If health insurance to individuals was open across all state lines, without restrictions and everyone only obtained health insurance &/or MSA’s as individuals, the prospects for insurers to have huge numbers in single plans would be much higher than all the current employer-by-employer state-by-state segregation of ALL health insurance holders.
However, why should insurers be negotiating “cost of service”? Does your homeowners insurer negotiate with the roofing companies and give you only “in network” and “out of network” options as to who can do your roof repair? No. They tell you how much they will cover and you find the best deal you can among roofing companies you chose. Car insurers don’t pick your auto repair shop, you do. They tell you what they’ll pay and you get the best deal you can.
If health insurance was that way, the consumers not the insurers would be in the drivers seat on what the health care providers were charging. They too would have to accept any insurer and any amount the insurer was going to pay, acknowledging you’d be picking up the difference. There too the consumer would have more negotiating room on their own out-of-pocket because it would not be by prearrangement with the insurer.
The big employers wanted to pay higher wages. The progressive-fascist FDR claimed (an intellectual lie) that letting the big employers raise wages would hurt the smaller employers, but he had an alternative he got the big employers to take - cover the employee insured benefits. The lie? That was no less “bad” for small employers. Just like higher wages it was compensation they could not afford to pay out. The carrot? The carrot was the compensation paid as benefits would not be taxed as part of income taxes. Big employers really got a heads of over the little guy, paying out tax free benefits.
So what did the progressive fascist FDR’s plan have to do with the “little guy”? Zip, zilch, nada. It was all for the big companies with big unions.
That was how our whole national market place for health insurance got segregated up, segregating the individual out unless he could afford to pay more than any big companies were paying on a per-person basis.

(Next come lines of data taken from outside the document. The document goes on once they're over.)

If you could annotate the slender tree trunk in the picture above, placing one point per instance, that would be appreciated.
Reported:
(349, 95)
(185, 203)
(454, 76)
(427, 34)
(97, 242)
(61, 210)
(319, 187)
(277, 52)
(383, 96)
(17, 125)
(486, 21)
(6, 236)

Was any of this more insurance instrumental in keeping any rise in medical costs down? No. That was never a goal. Like “free college” is about INSURING the educational industrial complex gets every dime they want “health insurance for all” is about insuring the medical industrial complex gets what it wants. Notice in both of those areas, for decades, their costs have far exceeded the inflation rates in every other sector.
If it is an employer plan now, with an MSA, is not the employer possibly contributing to an MSA? Yes, some employers already do. In most cases I know of an MSA is one of the options on a whole health benefit plan, with some items “insured” and the balance of the premium going into an MSA.
Maybe what you are asking is what is the “tax” difference on after tax money (out of wages paid) an individual could pay into an MSA and “not yet taxed” money an employer could contribute on top of wages to an MSA. I am not sure how present law tries to treat MSAs.
As to the employer’s contributions to a plan, it should not matter that it is a plan the individual chose. 3rd party part-payment arrangements in today’s banking/financial systems is not a problem. Any employer’s payroll system ought to be able to handle it.